The prevalence of tuberculosis (TB) and mutidrug-resistant tuberculosis (MDR-TB) has been increasing, leading to serious infections, high mortality, and a global health threat. Here, we report the identification of a novel class of dideoxy nucleosides as potent and selective inhibitors of Mycobacterium bovis, Mycobacterium tuberculosis, and drug-resistant Mycobacterium tuberculosis. A series of 5-acetylenic derivatives of 2',3'-dideoxyuridine (3-8) and 3'-fluoro-2',3'-dideoxyuridine (22-27) were synthesized and tested for their antimycobacterial activity against M. bovis, M. tuberculosis, and M. avium. 2',3'-Dideoxyuridine possessing 5-decynyl, 5-dodecynyl, 5-tridecynyl, and 5-tetradecynyl substituents (4-7) exhibited the highest antimycobacterial activity against all three mycobacteria.
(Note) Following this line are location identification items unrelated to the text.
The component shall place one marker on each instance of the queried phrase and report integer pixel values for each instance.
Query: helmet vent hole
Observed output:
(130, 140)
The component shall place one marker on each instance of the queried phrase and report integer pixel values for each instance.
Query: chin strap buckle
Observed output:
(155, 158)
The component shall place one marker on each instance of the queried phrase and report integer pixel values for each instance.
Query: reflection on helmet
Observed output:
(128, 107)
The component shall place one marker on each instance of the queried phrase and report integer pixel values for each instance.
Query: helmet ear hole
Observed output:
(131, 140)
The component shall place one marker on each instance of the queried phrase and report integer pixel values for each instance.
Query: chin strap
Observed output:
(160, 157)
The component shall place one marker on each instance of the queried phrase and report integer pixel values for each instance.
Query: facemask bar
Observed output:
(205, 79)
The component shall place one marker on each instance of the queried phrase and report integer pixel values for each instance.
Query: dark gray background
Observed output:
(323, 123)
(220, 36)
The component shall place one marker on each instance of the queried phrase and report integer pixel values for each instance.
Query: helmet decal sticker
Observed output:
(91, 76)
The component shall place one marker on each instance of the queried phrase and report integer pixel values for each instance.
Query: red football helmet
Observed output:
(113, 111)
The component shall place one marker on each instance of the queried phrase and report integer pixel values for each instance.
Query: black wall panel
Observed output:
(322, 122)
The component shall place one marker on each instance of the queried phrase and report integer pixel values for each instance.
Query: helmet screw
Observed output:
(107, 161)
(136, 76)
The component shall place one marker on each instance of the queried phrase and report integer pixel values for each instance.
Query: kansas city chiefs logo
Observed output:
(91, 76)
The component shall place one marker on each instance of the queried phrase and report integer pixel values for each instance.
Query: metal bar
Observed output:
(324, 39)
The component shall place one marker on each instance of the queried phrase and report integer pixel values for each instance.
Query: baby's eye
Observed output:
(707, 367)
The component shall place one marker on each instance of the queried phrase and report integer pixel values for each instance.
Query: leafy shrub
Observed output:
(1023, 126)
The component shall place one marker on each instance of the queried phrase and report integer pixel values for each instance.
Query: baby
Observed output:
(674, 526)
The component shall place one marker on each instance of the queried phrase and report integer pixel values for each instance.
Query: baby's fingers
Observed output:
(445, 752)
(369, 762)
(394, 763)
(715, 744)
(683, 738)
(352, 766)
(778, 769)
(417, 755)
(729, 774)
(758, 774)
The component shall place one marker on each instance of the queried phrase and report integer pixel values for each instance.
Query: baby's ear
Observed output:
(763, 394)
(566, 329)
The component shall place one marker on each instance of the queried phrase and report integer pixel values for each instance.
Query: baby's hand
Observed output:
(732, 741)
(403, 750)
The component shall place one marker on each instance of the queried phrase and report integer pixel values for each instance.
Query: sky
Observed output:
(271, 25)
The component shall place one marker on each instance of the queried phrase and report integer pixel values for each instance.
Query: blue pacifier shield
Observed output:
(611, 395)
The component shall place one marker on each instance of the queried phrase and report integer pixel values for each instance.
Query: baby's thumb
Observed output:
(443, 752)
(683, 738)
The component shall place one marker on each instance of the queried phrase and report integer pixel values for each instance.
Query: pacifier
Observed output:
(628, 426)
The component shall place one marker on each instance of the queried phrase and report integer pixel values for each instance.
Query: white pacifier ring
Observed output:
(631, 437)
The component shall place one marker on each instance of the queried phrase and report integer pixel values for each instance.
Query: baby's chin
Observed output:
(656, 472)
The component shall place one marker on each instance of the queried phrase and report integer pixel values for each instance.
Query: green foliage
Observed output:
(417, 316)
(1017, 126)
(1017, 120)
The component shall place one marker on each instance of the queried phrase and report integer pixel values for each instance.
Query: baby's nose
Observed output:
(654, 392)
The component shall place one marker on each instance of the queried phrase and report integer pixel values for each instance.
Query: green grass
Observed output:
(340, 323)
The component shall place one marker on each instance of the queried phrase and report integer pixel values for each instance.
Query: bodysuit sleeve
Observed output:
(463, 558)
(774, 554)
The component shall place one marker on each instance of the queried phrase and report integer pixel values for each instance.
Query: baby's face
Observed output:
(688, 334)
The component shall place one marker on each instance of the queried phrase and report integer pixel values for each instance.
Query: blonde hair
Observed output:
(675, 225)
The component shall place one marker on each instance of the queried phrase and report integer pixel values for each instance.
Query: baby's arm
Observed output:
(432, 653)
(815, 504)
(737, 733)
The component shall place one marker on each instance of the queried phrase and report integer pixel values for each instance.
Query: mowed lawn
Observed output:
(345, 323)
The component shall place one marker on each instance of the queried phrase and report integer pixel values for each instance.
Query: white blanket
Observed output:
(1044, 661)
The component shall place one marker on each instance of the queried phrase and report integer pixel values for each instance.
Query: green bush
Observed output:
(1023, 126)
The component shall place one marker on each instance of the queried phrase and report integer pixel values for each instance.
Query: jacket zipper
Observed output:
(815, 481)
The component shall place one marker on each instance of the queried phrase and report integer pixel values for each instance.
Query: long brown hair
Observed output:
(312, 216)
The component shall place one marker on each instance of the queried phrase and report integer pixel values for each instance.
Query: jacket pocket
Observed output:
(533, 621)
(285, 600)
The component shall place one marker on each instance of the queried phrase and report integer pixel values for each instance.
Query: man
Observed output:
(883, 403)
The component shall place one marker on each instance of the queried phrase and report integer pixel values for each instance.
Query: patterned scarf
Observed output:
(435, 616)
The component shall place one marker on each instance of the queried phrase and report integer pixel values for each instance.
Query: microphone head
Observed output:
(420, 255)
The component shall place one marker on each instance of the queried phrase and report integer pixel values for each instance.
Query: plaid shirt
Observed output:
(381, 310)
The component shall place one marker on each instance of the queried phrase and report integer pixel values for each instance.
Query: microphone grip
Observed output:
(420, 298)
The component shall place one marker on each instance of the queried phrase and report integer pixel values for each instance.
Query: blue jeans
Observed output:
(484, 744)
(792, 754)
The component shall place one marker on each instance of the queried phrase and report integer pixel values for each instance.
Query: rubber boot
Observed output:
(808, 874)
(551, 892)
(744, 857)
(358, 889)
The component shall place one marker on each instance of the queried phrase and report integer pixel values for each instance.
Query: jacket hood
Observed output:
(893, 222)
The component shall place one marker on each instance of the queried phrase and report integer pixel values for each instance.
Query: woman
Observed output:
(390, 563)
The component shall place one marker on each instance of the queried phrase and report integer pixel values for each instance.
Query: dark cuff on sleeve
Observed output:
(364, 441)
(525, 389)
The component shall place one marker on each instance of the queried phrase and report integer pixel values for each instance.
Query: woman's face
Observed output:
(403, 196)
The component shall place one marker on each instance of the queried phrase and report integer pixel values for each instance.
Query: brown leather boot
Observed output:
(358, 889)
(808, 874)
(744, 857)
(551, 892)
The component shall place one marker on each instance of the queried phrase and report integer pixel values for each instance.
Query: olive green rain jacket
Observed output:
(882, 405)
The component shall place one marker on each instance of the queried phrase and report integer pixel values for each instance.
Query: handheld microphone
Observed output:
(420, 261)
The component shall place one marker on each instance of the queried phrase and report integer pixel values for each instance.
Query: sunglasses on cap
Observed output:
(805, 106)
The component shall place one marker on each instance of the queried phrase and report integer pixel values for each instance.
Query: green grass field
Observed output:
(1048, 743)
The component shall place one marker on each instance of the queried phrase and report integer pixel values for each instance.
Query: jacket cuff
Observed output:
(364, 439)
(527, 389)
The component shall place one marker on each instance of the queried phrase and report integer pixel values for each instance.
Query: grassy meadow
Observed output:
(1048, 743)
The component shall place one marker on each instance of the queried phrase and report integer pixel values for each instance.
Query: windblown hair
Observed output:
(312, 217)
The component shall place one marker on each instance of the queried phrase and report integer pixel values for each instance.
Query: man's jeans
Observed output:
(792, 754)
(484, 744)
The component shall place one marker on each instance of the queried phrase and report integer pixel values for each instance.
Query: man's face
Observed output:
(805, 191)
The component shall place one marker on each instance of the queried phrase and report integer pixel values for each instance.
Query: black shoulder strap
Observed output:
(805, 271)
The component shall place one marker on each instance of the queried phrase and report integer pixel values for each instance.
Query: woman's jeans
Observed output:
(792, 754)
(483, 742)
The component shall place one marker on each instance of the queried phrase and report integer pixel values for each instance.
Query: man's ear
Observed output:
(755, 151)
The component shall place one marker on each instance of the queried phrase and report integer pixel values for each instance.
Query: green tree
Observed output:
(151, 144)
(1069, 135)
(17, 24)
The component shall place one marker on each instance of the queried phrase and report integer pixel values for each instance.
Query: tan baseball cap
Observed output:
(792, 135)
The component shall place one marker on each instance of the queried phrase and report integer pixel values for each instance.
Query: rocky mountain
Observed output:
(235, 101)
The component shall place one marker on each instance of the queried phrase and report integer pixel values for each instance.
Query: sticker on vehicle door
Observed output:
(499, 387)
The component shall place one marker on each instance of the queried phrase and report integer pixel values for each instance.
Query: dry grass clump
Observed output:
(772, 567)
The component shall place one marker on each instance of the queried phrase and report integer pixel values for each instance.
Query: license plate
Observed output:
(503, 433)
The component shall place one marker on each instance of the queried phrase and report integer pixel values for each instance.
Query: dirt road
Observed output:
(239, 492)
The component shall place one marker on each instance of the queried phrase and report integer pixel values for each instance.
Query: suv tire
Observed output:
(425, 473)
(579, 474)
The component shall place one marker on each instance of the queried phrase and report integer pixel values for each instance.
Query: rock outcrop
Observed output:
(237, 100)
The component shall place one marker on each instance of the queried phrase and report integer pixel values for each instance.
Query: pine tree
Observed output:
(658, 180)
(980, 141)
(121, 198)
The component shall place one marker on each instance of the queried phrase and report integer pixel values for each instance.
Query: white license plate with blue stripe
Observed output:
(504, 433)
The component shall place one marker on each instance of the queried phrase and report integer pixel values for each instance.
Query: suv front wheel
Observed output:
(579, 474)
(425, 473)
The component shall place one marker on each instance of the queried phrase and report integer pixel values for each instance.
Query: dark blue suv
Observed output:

In contrast, in the 3'-fluoro-2',3'-dideoxyuridine series, a 5-tetradecynyl analogue (26) displayed the most potent activity against these mycobacteria. Among other derivatives, 5-bromo-2',3'-dideoxycytidine (11), 5-methyl-2',3'-dideoxycytidine (12), and 5-chloro-4-thio-2',3'-dideoxyuridine (19) exhibited modest inhibition of M. bovis and M. tuberculosis. In the series of dideoxy derivatives of adenosine, guanosine, and purines, 2-amino-6-mercaptoethyl-9-(2,3-dideoxy-beta-d-glyceropentofuranosyl)purine (32) and 2-amino-4-fluoro-7-(2,3-dideoxy-beta-d-glyceropentofuranosyl)pyrrolo[2,3-d]pyrimidine (35) were the most efficacious against M. bovis and M. tuberculosis, and M. avium, respectively.